Childhood monsters take many forms: Japanese artist Etsuko Ichihara's has a head made from surveillance cameras that can hack into the minds of those who misbehave.
It's a reimagining of a creature from Japanese folklore called Namahage, transported to a futuristic Tokyo - instead of threatening lazy children in storybooks, Namahage's mind and social media surveillance ensures peace in the city.
Ichihara's monster features in a new exhibition SCI-FI: Mythologies Transformed, opening at Science Gallery Melbourne, which looks at the links between western science fiction and eastern spirituality.
The concepts of the science fiction canon, such as HG Wells' War of the Worlds, William Gibson's cyberpunk or the films of Christopher Nolan and Ridley Scott, can also be found in Taoism, Buddhism, Hinduism and Shintoism.
"Parallel worlds, inter-dimensional travel or transcendence, where we might upload our consciousness to the matrix, are familiar concepts in these much more ancient Asian spiritual traditions," explained Honor Harger, Vice President of ArtScience Museum in Singapore
Another artwork on show is Galactica V.2 Dharma Garden, which brings Hindu motifs together with science fiction, to imagine the Hindu goddess Lakshmi as a supernatural alien who visited earth and created life.
The exhibition opens up the male-dominated western world of science fiction to women and to artists from the Asia Pacific, said Harger.
Just like the dream worlds of the science fiction genre, the show is also an invitation to reflect on the real world and its possible futures.

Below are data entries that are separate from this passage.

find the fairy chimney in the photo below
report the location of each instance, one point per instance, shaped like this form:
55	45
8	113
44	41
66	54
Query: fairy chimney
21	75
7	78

One video installation, The Ways of Folding Space and Flying by Korean-based artists Moon Kyungwon and Jeon Joonho, is set in a world where much of the earth is underwater.
The exhibition was created with the ArtScience Museum and first shown in Singapore in 2023, but the version opening in Melbourne includes additional work by Australian artists.
SCI-FI: Mythologies Transformed is at Science Gallery Melbourne from Saturday until November 30.